An LLMResult, which contains a list of candidate Generations for each input

prompt and additional model provider-specific output.

Return type

LLMResult

get_graph(config: Optional[RunnableConfig] = None) → Graph

Return a graph representation of this runnable.

Parameters

config (Optional[RunnableConfig]) –

Return type

Graph

get_input_schema(config: Optional[RunnableConfig] = None) → Type[BaseModel]

Get a pydantic model that can be used to validate input to the runnable.

Runnables that leverage the configurable_fields and configurable_alternatives methods will have a dynamic input schema that depends on which configuration the runnable is invoked with.

This method allows to get an input schema for a specific configuration.

Parameters

config (Optional[RunnableConfig]) – A config to use when generating the schema.

Returns

A pydantic model that can be used to validate input.

Return type

Type[BaseModel]

classmethod get_lc_namespace() → List[str]

Get the namespace of the langchain object.

Return type

List[str]

get_name(suffix: Optional[str] = None, *, name: Optional[str] = None) → str

Get the name of the runnable.

Parameters

• suffix (Optional[str]) –

• name (Optional[str]) –

Return type

str

get_num_tokens(text: str) → int

Get the number of tokens present in the text.

Useful for checking if an input will fit in a model’s context window.

Parameters

text (str) – The string input to tokenize.

Returns

The integer number of tokens in the text.

Return type

int

get_num_tokens_from_messages(messages: List[BaseMessage]) → int

Get the number of tokens in the messages.

Useful for checking if an input will fit in a model’s context window.

Parameters

messages (List[BaseMessage]) – The message inputs to tokenize.

Returns

The sum of the number of tokens across the messages.

Return type

int

get_output_schema(config: Optional[RunnableConfig] = None) → Type[BaseModel]

Get a pydantic model that can be used to validate output to the runnable.

Runnables that leverage the configurable_fields and configurable_alternatives methods will have a dynamic output schema that depends on which configuration the runnable is invoked with.

This method allows to get an output schema for a specific configuration.

Parameters

config (Optional[RunnableConfig]) – A config to use when generating the schema.

Returns

A pydantic model that can be used to validate output.

Return type

Type[BaseModel]

get_prompts(config: Optional[RunnableConfig] = None) → List[BasePromptTemplate]

Parameters

config (Optional[RunnableConfig]) –

Return type

List[BasePromptTemplate]

get_sub_prompts(params: Dict[str, Any], prompts: List[str], stop: Optional[List[str]] = None) → List[List[str]]

Get the sub prompts for llm call.

Parameters

• params (Dict[str, Any]) –

• prompts (List[str]) –

• stop (Optional[List[str]]) –

Return type

List[List[str]]

get_token_ids(text: str) → List[int]

Get the token IDs using the tiktoken package.

Parameters

text (str) –

Return type

List[int]

invoke(input: Union[PromptValue, str, Sequence[Union[BaseMessage, List[str], Tuple[str, str], str, Dict[str, Any]]]], config: Optional[RunnableConfig] = None, *, stop: Optional[List[str]] = None, **kwargs: Any) → str

Transform a single input into an output.
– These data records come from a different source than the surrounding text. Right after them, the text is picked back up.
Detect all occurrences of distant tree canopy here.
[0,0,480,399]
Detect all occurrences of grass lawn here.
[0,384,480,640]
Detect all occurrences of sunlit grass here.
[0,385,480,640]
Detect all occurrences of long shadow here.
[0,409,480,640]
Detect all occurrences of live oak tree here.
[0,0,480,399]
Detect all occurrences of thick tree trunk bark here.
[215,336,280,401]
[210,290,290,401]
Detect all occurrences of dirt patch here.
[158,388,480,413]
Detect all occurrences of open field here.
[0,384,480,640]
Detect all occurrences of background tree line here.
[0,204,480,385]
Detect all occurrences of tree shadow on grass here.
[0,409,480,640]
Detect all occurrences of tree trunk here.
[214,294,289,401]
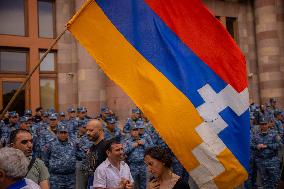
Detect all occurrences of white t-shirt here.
[93,158,133,188]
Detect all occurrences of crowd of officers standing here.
[0,106,188,189]
[245,98,284,189]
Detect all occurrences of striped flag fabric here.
[67,0,249,189]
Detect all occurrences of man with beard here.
[81,119,106,189]
[93,138,133,189]
[10,129,49,189]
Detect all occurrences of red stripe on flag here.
[145,0,247,92]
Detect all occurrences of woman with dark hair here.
[144,147,189,189]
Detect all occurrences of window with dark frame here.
[38,0,56,38]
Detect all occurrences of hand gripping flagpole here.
[0,28,67,120]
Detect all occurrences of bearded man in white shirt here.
[93,139,133,189]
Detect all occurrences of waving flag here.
[68,0,249,189]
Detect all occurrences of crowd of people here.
[0,107,189,189]
[245,98,284,189]
[0,99,284,189]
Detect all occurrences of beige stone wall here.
[203,0,260,103]
[106,79,135,127]
[254,0,284,107]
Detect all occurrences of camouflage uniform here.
[0,119,19,146]
[43,125,77,189]
[66,118,78,137]
[136,119,154,147]
[245,129,257,189]
[252,127,282,189]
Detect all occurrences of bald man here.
[81,119,107,189]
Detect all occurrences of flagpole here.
[0,27,67,120]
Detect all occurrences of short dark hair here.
[144,146,173,168]
[105,138,121,152]
[9,129,32,144]
[36,107,42,112]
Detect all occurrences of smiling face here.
[144,155,166,178]
[11,132,33,156]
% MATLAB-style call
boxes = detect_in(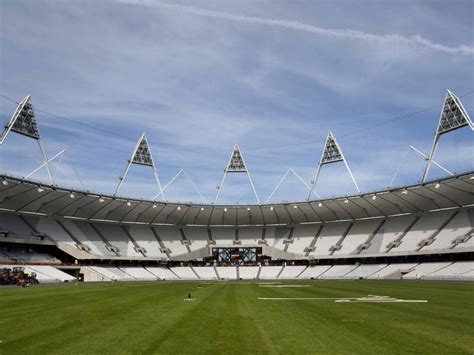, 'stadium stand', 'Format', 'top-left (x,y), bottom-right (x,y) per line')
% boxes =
(278, 265), (307, 280)
(423, 261), (474, 280)
(193, 266), (218, 280)
(0, 174), (474, 282)
(145, 267), (179, 280)
(334, 220), (383, 255)
(310, 222), (351, 256)
(259, 266), (283, 280)
(170, 266), (198, 280)
(2, 264), (76, 283)
(298, 265), (332, 280)
(239, 266), (260, 280)
(319, 265), (359, 279)
(216, 266), (237, 280)
(402, 262), (452, 280)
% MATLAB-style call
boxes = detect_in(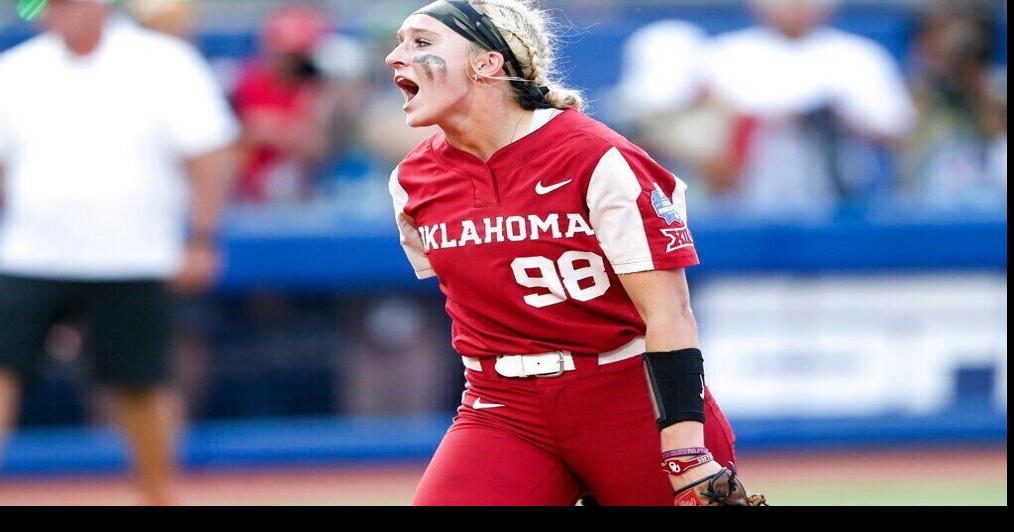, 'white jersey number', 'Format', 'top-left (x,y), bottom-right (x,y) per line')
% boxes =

Override to implement.

Parameters

• input (Union[PromptValue, str, Sequence[Union[BaseMessage, List[str], Tuple[str, str], str, Dict[str, Any]]]]) – The input to the runnable.
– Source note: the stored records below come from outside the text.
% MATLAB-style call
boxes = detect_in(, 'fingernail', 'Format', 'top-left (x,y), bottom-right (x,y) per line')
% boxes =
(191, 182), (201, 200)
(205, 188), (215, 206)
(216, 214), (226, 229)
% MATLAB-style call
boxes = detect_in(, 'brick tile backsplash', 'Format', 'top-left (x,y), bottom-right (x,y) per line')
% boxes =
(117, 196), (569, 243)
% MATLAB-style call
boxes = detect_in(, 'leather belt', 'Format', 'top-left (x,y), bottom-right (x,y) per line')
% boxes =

• config (Optional[RunnableConfig]) – A config to use when invoking the runnable. The config supports standard keys like ‘tags’, ‘metadata’ for tracing purposes, ‘max_concurrency’ for controlling how much work to do in parallel, and other keys. Please refer to the RunnableConfig for more details.

• stop (Optional[List[str]]) –

• kwargs (Any) –

Returns

The output of the runnable.

Return type

str

classmethod is_lc_serializable() → bool

Return whether this model can be serialized by Langchain.

Return type

bool

json(*, include: Optional[Union[AbstractSetIntStr, MappingIntStrAny]] = None, exclude: Optional[Union[AbstractSetIntStr, MappingIntStrAny]] = None, by_alias: bool = False, skip_defaults: Optional[bool] = None, exclude_unset: bool = False, exclude_defaults: bool = False, exclude_none: bool = False, encoder: Optional[Callable[[Any], Any]] = None, models_as_dict: bool = True, **dumps_kwargs: Any) → unicode

Generate a JSON representation of the model, include and exclude arguments as per dict().
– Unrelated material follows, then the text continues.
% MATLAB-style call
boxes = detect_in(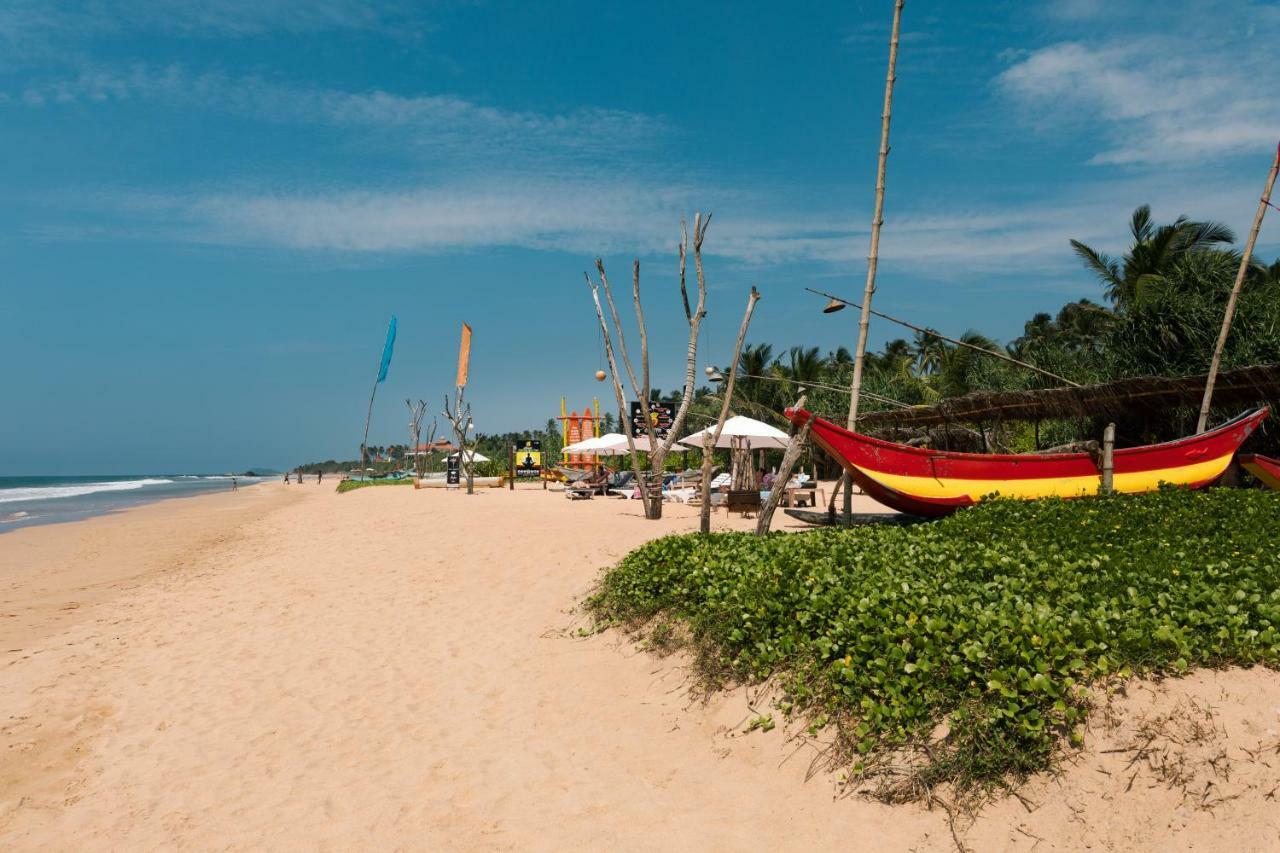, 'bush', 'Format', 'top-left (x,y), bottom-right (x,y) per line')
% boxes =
(589, 489), (1280, 797)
encoder is an optional function to supply as default to json.dumps(), other arguments as per json.dumps().

Parameters

• include (Optional[Union[AbstractSetIntStr, MappingIntStrAny]]) –

• exclude (Optional[Union[AbstractSetIntStr, MappingIntStrAny]]) –

• by_alias (bool) –

• skip_defaults (Optional[bool]) –

• exclude_unset (bool) –

• exclude_defaults (bool) –

• exclude_none (bool) –

• encoder (Optional[Callable[[Any], Any]]) –

• models_as_dict (bool) –

• dumps_kwargs (Any) –

Return type

unicode

classmethod lc_id() → List[str]

A unique identifier for this class for serialization purposes.

The unique identifier is a list of strings that describes the path to the object.

Return type

List[str]

map() → Runnable[List[Input], List[Output]]

Return a new Runnable that maps a list of inputs to a list of outputs, by calling invoke() with each input.

Example

from langchain_core.runnables import RunnableLambda

def _lambda(x: int) -> int:
    return x + 1

runnable = RunnableLambda(_lambda)
print(runnable.map().invoke([1, 2, 3])) # [2, 3, 4]

Return type

Runnable[List[Input], List[Output]]

max_tokens_for_prompt(prompt: str) → int

Calculate the maximum number of tokens possible to generate for a prompt.

Parameters

prompt (str) – The prompt to pass into the model.

Returns

The maximum number of tokens to generate for a prompt.

Return type

int

Example

max_tokens = openai.max_token_for_prompt("Tell me a joke.")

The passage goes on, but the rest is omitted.